Martin Feldstein is the George F Baker Professor of Economics at Harvard University and a member of the Economic Recovery Advisory Board convened by the US President. He is also President Emeritus of the National Bureau of Economic Research and served as former US President Ronald Reagan's chief economic advisor.
In India to address the Canara Robeco Thought Leadership Series, Feldstein, who is also a Business Standard columnist. spoke to Niladri Bhattacharya and Sidhartha about the global economic situation. Excerpts:
Do you see some change in India in the last 12 months?
It has slowed down more than I expected. I thought India would be more immune to the global slowdown. I was quite worried about the global economy, and India, unlike the other Asian countries, is less involved in manufacturing, and I thought it would therefore be less adversely affected.

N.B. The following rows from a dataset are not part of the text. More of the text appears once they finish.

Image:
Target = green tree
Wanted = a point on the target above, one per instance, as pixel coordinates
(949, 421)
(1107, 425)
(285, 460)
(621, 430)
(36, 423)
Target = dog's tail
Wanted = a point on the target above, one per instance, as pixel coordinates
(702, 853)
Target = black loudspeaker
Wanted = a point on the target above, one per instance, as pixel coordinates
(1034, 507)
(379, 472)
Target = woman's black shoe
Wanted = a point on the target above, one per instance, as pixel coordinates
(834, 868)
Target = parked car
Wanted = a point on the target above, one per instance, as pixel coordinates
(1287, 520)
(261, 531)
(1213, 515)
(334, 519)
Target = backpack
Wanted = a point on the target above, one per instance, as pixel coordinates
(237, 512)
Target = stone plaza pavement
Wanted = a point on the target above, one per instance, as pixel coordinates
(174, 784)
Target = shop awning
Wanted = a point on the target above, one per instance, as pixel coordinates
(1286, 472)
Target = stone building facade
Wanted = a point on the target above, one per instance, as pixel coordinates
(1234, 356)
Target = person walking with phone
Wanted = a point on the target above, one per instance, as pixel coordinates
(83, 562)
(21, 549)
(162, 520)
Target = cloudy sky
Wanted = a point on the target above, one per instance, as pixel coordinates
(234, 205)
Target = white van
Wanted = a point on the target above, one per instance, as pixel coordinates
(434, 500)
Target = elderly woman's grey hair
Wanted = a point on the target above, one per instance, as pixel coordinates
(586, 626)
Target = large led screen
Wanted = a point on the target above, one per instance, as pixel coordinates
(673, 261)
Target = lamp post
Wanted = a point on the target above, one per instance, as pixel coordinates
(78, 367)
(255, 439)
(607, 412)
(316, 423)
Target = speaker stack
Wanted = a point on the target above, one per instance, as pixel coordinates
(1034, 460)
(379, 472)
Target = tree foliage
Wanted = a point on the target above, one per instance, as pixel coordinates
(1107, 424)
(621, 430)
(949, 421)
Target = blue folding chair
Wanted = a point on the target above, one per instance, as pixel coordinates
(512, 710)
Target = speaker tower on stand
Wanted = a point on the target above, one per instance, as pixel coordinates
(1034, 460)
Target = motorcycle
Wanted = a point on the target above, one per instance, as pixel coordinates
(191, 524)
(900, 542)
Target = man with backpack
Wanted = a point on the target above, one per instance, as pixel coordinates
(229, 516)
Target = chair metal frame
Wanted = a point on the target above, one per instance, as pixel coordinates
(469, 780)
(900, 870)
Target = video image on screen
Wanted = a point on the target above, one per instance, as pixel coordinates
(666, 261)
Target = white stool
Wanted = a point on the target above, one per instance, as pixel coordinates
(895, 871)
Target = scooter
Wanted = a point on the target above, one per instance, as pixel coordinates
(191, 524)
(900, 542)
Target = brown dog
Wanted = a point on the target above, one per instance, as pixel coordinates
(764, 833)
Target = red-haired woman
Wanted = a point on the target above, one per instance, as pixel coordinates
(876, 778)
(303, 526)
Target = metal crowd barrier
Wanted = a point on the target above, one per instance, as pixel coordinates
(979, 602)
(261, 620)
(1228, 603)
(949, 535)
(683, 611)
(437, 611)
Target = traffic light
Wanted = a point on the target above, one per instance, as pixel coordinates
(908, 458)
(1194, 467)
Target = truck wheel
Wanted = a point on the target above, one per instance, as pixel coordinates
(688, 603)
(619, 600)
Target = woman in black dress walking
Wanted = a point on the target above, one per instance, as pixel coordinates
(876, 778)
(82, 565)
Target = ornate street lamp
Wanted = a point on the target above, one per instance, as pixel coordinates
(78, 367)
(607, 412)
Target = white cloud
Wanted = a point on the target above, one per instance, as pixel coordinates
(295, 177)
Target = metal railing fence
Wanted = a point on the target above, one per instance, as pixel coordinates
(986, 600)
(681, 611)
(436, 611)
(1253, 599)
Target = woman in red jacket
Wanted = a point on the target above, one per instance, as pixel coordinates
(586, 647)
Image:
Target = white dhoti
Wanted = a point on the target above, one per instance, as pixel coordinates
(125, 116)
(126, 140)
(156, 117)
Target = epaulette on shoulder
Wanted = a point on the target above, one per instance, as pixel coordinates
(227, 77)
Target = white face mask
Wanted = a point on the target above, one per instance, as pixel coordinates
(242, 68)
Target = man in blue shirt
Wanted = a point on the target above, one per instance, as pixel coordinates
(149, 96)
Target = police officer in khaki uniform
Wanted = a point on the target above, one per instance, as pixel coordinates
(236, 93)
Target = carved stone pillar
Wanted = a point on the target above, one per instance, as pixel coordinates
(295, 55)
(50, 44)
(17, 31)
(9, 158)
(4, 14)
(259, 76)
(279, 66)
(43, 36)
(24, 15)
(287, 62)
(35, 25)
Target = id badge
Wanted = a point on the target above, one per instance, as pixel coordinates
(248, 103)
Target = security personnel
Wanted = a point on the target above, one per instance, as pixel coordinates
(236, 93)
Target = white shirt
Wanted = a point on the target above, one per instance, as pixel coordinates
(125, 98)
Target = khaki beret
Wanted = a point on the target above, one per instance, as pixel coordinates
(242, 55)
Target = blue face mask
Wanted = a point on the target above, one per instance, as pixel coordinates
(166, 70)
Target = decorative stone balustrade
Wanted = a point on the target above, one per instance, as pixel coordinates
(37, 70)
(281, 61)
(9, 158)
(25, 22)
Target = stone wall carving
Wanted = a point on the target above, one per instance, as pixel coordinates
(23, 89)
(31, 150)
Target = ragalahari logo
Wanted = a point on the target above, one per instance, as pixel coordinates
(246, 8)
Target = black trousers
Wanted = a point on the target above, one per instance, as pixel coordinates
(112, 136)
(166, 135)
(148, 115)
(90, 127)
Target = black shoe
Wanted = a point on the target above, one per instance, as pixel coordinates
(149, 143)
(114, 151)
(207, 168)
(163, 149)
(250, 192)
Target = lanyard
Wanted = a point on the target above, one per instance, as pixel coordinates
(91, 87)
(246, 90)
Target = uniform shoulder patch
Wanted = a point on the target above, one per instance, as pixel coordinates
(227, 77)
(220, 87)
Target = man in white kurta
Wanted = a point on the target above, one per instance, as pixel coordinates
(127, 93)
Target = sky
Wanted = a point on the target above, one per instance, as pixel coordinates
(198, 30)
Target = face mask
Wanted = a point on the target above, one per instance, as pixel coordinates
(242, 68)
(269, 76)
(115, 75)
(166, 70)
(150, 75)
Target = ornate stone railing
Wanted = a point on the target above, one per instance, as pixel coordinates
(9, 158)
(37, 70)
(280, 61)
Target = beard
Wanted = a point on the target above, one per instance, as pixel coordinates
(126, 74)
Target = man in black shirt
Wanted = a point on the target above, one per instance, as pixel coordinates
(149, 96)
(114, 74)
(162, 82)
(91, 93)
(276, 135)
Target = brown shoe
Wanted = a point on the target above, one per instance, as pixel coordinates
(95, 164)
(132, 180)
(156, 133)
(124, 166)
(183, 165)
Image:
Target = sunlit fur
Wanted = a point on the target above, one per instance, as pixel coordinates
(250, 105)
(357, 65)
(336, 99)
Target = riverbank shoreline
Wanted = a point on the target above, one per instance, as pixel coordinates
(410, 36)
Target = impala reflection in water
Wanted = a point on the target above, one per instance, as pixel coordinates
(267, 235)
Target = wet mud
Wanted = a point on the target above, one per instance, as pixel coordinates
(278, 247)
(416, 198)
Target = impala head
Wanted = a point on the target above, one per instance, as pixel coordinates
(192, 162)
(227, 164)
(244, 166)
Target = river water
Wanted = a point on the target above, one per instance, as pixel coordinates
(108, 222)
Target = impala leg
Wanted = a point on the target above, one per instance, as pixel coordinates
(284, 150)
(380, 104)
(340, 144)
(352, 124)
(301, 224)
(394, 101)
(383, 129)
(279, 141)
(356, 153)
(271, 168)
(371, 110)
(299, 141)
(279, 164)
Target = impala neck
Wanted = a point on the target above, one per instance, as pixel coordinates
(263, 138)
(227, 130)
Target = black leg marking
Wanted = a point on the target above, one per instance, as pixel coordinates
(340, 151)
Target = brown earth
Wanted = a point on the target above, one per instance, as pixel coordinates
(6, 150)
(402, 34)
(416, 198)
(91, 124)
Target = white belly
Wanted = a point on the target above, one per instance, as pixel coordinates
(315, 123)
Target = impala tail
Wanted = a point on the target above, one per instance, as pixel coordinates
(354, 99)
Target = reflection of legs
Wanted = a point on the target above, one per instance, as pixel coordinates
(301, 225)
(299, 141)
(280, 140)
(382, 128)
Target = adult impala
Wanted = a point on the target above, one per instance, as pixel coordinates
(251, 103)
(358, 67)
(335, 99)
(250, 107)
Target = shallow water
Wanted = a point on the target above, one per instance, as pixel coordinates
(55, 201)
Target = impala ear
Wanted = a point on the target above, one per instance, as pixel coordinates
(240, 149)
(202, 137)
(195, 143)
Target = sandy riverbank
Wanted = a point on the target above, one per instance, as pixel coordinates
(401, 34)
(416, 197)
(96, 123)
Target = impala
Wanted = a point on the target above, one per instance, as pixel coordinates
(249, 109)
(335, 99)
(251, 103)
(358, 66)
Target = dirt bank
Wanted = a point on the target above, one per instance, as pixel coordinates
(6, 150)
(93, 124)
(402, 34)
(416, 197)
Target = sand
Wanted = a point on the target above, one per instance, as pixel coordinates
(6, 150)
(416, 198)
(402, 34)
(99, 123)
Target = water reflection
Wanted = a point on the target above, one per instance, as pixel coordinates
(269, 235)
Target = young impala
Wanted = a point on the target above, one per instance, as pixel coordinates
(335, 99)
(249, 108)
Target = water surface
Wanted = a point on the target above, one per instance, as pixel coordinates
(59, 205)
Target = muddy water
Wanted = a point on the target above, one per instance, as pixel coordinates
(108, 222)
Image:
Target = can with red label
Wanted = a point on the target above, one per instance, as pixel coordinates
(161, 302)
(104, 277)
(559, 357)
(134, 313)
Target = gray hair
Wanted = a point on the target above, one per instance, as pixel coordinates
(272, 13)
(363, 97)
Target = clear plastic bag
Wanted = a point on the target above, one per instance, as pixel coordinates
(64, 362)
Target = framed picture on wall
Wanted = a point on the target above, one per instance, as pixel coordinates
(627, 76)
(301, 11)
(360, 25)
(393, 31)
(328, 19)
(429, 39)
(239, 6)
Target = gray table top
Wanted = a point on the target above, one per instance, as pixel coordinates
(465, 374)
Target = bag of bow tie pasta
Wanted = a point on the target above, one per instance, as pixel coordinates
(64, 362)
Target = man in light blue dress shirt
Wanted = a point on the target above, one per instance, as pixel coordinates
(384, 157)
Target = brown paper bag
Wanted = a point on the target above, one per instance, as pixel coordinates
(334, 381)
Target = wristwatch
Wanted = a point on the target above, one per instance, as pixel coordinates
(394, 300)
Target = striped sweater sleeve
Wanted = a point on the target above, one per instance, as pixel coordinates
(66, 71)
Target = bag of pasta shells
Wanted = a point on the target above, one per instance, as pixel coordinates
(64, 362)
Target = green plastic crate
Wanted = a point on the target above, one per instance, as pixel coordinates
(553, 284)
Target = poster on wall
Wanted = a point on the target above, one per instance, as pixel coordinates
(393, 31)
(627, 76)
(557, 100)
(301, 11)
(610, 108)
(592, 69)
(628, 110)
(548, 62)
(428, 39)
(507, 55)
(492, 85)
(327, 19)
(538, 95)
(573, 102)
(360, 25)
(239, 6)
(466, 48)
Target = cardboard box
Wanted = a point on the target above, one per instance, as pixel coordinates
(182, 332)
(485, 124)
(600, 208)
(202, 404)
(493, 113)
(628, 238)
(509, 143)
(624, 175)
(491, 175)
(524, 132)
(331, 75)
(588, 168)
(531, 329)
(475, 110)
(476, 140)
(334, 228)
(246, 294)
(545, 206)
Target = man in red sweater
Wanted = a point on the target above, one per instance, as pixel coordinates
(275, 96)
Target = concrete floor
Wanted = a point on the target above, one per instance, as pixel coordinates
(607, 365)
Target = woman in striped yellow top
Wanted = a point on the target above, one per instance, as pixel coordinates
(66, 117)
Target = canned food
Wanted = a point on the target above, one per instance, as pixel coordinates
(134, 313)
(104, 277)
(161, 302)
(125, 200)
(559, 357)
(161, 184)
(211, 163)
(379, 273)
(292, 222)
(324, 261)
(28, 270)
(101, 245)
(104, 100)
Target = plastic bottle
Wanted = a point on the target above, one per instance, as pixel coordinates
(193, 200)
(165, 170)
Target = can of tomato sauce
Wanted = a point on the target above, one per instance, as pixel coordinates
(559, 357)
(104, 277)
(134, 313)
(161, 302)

It was affected, partly due to a lack of credit, which affected large industries, and also because of the equity market, due to panic selling by emerging market investors.
They did not make a distinction between the potential health of the Indian economy and the hit that Thailand and Malaysia have taken. You were also hit very hard by high energy and food prices, and that led to a tightening of monetary policy.
But I remain relatively optimistic about India, with energy prices down and food prices no longer at such elevated levels. There is more scope for India to do well than what it's been doing over the past year.
How does India compare with China?
China is going to do very well. It is suffering because of a loss of exports and due to a very sharp decline in manufacturing.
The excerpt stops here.